In the end hand crafting seems to be faster and simpler. Ymmv.

My point about the article was mostly that all the formal theory is nice but all it does is scare away people, while parsing is probably the simplest thing about writing a compiler.

marcosdumay · 2024-11-22T18:09:36 1732298976

The bad news about those is that it's easy to mindlessly create a parser that runs on exponential time.

The good news is that this happens in the grammar definition. So once you define your language well, you don't have to watch for it anymore.

antononcube · 2024-11-22T19:36:01 1732304161

Insightful!

Do you know of any "large scale" research on this? I.e. analysis of multiple related projects and/or of "real life stories."

(I agree regardless.)

marcosdumay · 2024-11-22T22:02:09 1732312929

I don't know about any real-world study. But there are people complaining about it from time to time, and it's quite obvious from the theory.

DemocracyFTW2 · 2024-11-22T15:48:06 1732290486

IMHO it gets even better when you can use regular expressions and write a 'modal' parser where each mode is responsible for a certain sub-grammar, like string literals. JavaScript added the sticky flag (y) to make this even simpler.

rurban · 2024-11-24T14:47:45 1732459665

It gets much worse. It's a huge anti-pattern to use regex within parsers.

DemocracyFTW2 · 2024-11-25T07:41:42 1732520502

why so?

rurban · 2024-11-25T08:36:21 1732523781

There are many explanations. The most famous one Rob Pike in his lexer talk 2011 https://youtu.be/HxaD_trXwRE?si=Q1B4mZ4Vo1Z2gRZq at 10.48

Or http://www.golangdevops.com/2019/03/07/halfpike-a-framework-...

Or several articles why you should not parse with regex, like https://stackoverflow.com/questions/1732348/regex-match-open...

DemocracyFTW2 · 2024-11-25T09:13:55 1732526035

I couldn't locate the part where Pike addresses regexes in his 50-minute talk.
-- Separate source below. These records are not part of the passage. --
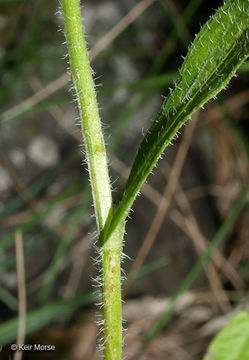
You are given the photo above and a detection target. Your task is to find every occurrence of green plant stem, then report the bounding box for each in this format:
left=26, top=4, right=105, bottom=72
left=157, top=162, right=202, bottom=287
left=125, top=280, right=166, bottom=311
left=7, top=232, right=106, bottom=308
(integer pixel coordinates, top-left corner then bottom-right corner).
left=62, top=0, right=124, bottom=360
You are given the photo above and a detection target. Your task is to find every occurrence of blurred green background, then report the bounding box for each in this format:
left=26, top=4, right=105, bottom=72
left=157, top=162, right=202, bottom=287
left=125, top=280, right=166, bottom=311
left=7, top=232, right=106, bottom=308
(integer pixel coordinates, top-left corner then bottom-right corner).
left=0, top=0, right=249, bottom=360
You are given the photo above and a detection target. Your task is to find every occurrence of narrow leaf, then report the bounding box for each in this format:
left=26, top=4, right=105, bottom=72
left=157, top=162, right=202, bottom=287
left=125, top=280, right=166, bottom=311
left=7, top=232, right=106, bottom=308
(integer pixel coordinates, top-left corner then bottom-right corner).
left=105, top=0, right=249, bottom=242
left=203, top=311, right=249, bottom=360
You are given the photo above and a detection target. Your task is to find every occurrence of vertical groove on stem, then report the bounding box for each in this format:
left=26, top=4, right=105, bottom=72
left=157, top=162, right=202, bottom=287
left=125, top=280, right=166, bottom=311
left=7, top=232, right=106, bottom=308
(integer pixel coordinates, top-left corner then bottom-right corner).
left=62, top=0, right=124, bottom=360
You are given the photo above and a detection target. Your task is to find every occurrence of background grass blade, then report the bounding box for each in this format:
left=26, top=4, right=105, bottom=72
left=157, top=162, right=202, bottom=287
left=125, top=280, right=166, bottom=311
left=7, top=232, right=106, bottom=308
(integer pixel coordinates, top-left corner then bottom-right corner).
left=105, top=0, right=249, bottom=242
left=203, top=311, right=249, bottom=360
left=146, top=187, right=249, bottom=341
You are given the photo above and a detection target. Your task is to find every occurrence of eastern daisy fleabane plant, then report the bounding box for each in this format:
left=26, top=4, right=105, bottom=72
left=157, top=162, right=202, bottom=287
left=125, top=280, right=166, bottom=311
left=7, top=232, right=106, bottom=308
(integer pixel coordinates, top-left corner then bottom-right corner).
left=61, top=0, right=249, bottom=360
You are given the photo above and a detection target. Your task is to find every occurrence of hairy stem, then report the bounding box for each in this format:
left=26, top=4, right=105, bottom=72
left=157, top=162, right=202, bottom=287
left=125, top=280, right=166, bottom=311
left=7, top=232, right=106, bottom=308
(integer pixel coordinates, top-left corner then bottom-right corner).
left=62, top=0, right=124, bottom=360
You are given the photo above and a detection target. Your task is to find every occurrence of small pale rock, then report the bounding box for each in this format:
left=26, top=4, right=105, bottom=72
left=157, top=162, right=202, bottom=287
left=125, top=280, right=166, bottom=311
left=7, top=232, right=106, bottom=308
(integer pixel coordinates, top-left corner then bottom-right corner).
left=9, top=148, right=26, bottom=168
left=27, top=135, right=59, bottom=168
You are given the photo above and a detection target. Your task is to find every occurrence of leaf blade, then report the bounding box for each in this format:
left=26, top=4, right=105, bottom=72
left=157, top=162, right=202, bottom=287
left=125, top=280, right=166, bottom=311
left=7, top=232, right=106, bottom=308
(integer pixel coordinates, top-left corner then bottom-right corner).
left=104, top=0, right=249, bottom=242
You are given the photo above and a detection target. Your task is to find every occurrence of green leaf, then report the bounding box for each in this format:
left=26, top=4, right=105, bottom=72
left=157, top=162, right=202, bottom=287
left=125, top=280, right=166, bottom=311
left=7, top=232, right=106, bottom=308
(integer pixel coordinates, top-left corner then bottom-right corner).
left=203, top=311, right=249, bottom=360
left=102, top=0, right=249, bottom=239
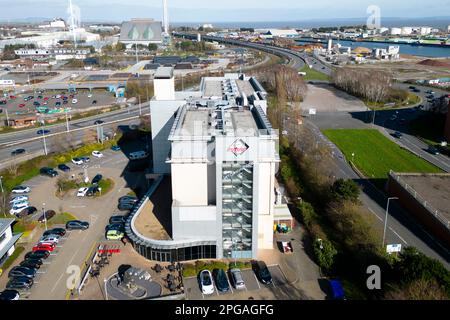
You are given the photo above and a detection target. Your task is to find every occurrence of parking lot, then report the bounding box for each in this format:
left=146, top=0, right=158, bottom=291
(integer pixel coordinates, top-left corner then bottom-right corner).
left=183, top=265, right=289, bottom=300
left=0, top=146, right=146, bottom=300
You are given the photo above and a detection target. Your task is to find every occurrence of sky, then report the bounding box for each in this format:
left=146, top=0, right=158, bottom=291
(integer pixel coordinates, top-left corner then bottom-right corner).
left=0, top=0, right=450, bottom=23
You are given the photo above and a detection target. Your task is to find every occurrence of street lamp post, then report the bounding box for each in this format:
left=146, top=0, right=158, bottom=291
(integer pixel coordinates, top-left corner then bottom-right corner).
left=383, top=197, right=398, bottom=248
left=42, top=202, right=47, bottom=231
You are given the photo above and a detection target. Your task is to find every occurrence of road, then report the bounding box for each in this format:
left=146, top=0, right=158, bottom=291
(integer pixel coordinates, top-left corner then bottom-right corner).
left=298, top=120, right=450, bottom=269
left=0, top=104, right=144, bottom=166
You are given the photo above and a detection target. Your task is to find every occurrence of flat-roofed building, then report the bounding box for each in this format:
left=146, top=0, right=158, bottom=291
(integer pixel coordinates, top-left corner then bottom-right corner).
left=127, top=68, right=280, bottom=261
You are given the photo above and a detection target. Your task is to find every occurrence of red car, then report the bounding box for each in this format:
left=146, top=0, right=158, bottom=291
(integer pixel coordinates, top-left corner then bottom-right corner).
left=33, top=243, right=56, bottom=252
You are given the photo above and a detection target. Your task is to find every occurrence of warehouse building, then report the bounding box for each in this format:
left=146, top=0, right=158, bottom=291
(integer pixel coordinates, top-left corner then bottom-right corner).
left=127, top=67, right=280, bottom=261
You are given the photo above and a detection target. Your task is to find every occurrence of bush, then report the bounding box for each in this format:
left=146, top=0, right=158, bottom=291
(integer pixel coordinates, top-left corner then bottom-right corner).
left=298, top=201, right=318, bottom=229
left=331, top=179, right=359, bottom=203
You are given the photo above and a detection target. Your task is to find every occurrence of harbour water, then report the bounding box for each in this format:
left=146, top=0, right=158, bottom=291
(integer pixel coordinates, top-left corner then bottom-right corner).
left=297, top=39, right=450, bottom=58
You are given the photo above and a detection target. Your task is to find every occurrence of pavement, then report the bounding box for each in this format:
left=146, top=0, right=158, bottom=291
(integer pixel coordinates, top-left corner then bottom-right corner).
left=0, top=150, right=140, bottom=300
The second piece seems to be about someone complaining about a dysfunctional and untidy software situation where incompetence led to the incorrect application of greedy regexes, producing wrong results.

The third one is the most famous rant against attempts to parse a language with symmetric bracing (start tags that must match end tags) with a single regex from a language that doesn't provide regexes with symmetric bracing support, that is of course doomed to fail.

None of these provide any argument against lexing with sticky regexes. For one thing, the rant against regexes being unable to match bracing elements is only valid for regex engines that don't provide extensions for brace matching, but many languages and extensions do (e.g. https://stackoverflow.com/a/15303160/7568091).

However this point is typically irrelevant because this is not about parsing, it's about lexing, but I realize this my fault because in the above I wrote write a 'modal' parser where I should've written write a 'modal' lexer.

In lexing you typically do not match braces, you just realize you've found a brace and emit an appropriate token. It's up to the downstream processing to see whether barce tokens are matching.